Group projects are now slightly less awful
In school this year I’ve been assigned a very large group research project with four other students. Traditionally, these kinds of projects start off pretty straightforward, with each person working individually to find data to solve a business problem. But as the team gathers its research, it becomes increasingly difficult to sort though, organize, and actually use the myriad of stuff found by everyone. This presents a significant problem when the project begins to take shape and the research everyone has collected needs to be applied to solutions dreamed up by the team after a lot of research has been done.
Luckily there are an increasing number of online collaborative tools that can be utilized to make collecting, finding, sorting, and editing online data found by a group of people easier. My team has found Evernote and Dropbox to be extremely useful in helping us get through this process more efficiently.

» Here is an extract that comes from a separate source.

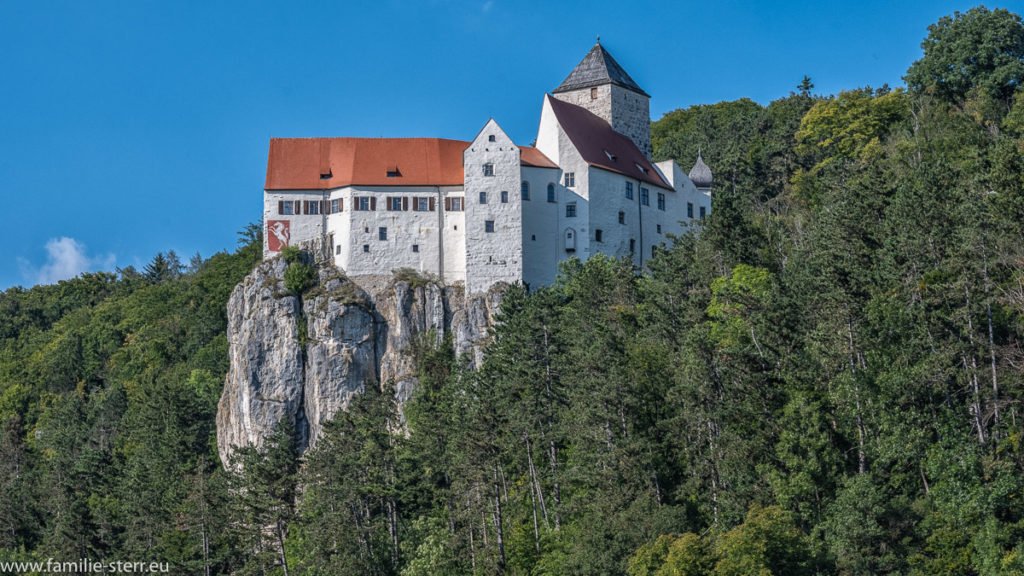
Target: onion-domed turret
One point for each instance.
(700, 173)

I set up a new Evernote account and gave my team the username and password so that the five of us can use this one account. Now we can clip data from web pages, tag these data with the subject matter and the name of the person tagging, and deposit it all into this one account. It takes about 10 seconds to select specific text from a web page or the entire page and save it in Evernote’s servers (using the Evernote web clipper). The result is a huge repository of research that can be searched and referenced extremely quickly by everyone, anytime. Additionally, you can make blank notes to allow team members to share random ideas with each other. For example, we have a note called “solution ideas” where all group members can quickly add and edit a running list of ideas within this note for solving our business problem. This note is then used to provoke discussion when we have meetings.

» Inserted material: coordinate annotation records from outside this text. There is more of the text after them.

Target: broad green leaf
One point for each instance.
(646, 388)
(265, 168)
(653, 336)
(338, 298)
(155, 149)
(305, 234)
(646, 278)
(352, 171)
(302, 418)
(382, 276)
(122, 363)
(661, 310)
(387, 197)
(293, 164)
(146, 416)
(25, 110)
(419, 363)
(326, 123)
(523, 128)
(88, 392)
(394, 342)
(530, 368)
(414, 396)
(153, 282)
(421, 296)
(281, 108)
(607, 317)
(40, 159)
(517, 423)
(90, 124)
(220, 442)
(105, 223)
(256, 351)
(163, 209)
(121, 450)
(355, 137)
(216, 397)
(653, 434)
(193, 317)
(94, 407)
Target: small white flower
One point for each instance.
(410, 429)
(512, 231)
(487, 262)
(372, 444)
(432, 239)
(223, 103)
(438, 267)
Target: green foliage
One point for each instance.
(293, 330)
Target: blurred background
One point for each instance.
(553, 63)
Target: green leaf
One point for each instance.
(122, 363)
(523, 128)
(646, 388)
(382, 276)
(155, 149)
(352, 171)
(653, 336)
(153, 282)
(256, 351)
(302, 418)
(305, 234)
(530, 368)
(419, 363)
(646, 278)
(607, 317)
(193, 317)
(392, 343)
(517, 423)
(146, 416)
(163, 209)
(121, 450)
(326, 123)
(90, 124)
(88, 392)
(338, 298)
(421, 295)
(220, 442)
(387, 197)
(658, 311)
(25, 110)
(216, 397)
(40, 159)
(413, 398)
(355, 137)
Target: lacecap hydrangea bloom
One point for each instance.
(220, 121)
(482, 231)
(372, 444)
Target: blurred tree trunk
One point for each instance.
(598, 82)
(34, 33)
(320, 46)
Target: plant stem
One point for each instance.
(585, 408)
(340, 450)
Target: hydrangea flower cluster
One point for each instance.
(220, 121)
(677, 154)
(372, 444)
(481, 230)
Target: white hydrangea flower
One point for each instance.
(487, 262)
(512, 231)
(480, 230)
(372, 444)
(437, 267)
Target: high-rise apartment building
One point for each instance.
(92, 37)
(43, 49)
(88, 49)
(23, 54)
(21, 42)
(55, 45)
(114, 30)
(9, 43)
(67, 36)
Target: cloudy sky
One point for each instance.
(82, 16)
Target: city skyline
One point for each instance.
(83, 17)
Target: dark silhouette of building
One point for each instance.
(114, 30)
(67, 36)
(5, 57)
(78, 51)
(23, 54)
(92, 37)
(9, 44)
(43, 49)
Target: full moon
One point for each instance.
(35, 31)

While Evernote is great for storing text from websites and personal notes, it isn’t all that great for storing group documents or other files. Now, it does have the ability to add any file to a note if you have a premium account (at $5 per month), but I don’t love this functionality. (I discussed this in a previous post, here. See the “file by file online backups” section.) Dropbox is the solution my team is using for storing research found in pdf form or original documents that we create for our project. Using my own Dropbox account, I created a folder called “research” and shared folder this with my teammates. With everyone using the Dropbox desktop software, the folder and a copy of its contents is placed on all of our computers. All teammates now have the ability to search for, add, and edit anything in this folder. And while the folder to find these group docs is stored on our of computers locally, any changes made in the documents within these specific folders are synced with copies of these files stored on Dropbox’s servers, and in turn synced on all of the other teammate’s local folders. (For more info about Dropbox, I have previously written about it here – again in the “file by file online backups” section.)
I am extremely impressed with these two products, and they have made this massive group project a heck of a lot easier for basically free. Group collaboration is always tough, but these days I’m glad the Internet has tools like these to vastly improves this process.